【簡略図】
【背景】
近年、ディスプレイから触刺激を受ける研究のひとつとして錯触覚の研究が活発に行われています。特に、タッチパネル方式であるスマートフォンへの触覚提示手法は大きな注目を集めていますが、特殊な機器を必要とする、コスト高となる、などの理由により実用化が進んでいませんでした。
本テーマでは、硬さの不変な物体を握る際に、その握力に応じて変化するCGをユーザに提示することで、物体の硬さが変化したと錯覚する、「視覚誘導性錯触覚」という現象を利用し、モバイル端末操作者が触覚刺激を感じるプロトタイプデバイスを開発しました。必要なハードウェアは側面に取りつけるフィルム状圧力センサのみです。
本技術を用いたユニークなスマートフォンアプリケーションの実用化に意欲がある企業を歓迎いたします。
【技術内容】
1) スマートフォンの側面にフィルム型圧力センサを搭載します。
2) センサ部分の側面を握り、加圧すると、握力に応じて画面上の物体が形状変化するようにします。例えば下図のように、画面上の四角形の幅が狭くなります。
3) 2)の加圧をユーザに何度か繰り返し行わせることで、形状変化の度合いを認識させます。
4) 圧力センサの設定を変更し、これまでと同等の力圧でも形状の変化が異なるようにします。
5) ユーザは画面上の物体の形状変化度合いが異なることで、視覚誘導性錯触覚によりスマートフォンの『硬さ』が変化したように感じます。
【技術・ノウハウの強み(新規性、優位性、有用性)】
従来、スマートフォンといった素材の硬さが不変な物体に対しユーザに柔らかさを提示するためには、圧電アクチュエータなどを使って振動の周波数と振幅を制御する方法や、指先に電気的な刺激を与える方法などがあります。しかしながら、このような手法では、指先の力に対応した刺激をユーザに直接与えることはできません。
また、錯触覚を利用した触覚提示も盛んに研究がされておりますが、マウスなどの他のデバイスを使用する必要があります。

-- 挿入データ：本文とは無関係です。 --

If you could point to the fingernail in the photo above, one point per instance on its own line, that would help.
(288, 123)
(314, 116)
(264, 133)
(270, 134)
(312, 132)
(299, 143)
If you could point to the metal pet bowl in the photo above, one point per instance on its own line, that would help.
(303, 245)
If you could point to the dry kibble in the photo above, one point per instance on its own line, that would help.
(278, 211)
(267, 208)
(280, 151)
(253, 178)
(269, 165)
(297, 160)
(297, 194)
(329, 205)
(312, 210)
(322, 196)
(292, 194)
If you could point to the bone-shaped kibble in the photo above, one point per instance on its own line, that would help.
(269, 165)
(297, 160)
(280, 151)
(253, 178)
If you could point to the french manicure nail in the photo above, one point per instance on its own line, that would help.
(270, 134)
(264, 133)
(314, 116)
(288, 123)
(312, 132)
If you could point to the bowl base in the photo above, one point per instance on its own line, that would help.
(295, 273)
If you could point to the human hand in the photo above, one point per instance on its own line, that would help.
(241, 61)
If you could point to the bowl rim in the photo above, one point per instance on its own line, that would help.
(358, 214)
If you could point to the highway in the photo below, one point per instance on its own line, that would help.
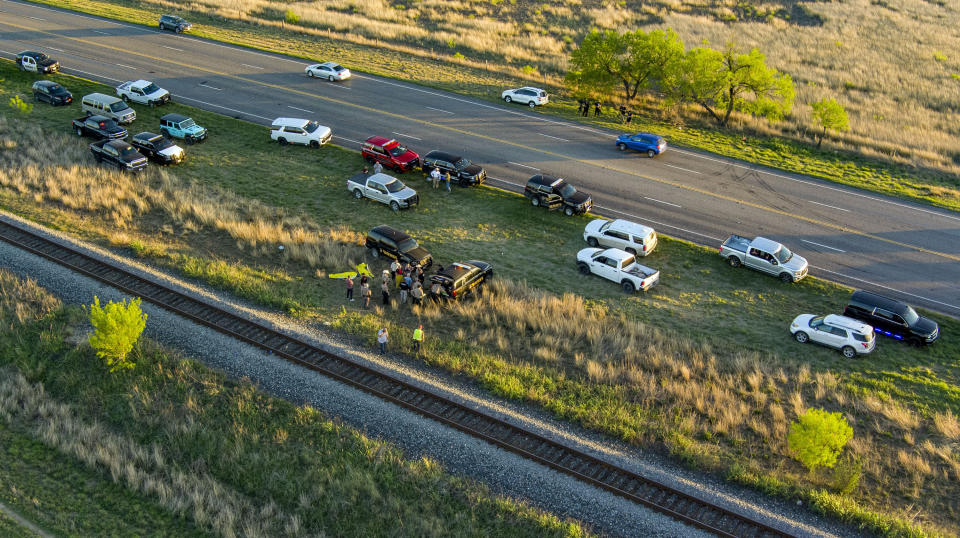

本技術を用いればユーザの力に対応した触覚刺激をスマートフォンとフィルム型圧力センサのみで直接与えることが可能です。
【連携企業のイメージ】
本技術の活用・実用化を希望する企業を歓迎します。
例えば、下記の企業に対してご提案が可能です。
1) スマートフォンを用いたアプリケーションを開発している企業。
2) エンターテイメントやアミューズメント関連の企業。
3) ヘルスケア関連の企業。
4) 他、本技術の実用化を希望する企業。
【技術・ノウハウの活用シーン(イメージ)】
既存のスマートフォンに後付で実装が可能です。
1) スマートフォン向けアプリケーション
画面上の映像の変化を利用した握力トレーニングアプリなどのユニークなアプリケーションの作成が考えられます。
2) エンターテイメントやアミューズメント施設
錯触覚の原理を利用したユニークな遊具や装置の開発が可能です。
3) ECサイトで販売される商品の触覚提示
ユーザに対し、握るという動作での商品の触覚提示といった利用が考えられます。
【技術・ノウハウの活用の流れ】
試作品は既に開発済みです。お問い合わせ後、詳細にご説明させていただきます。
【専門用語の解説】
[視覚誘導性錯触覚(錯触覚)]
触覚と同時に適切な視覚的フィードバックを与えることで発生する、触覚に関する錯覚のことです。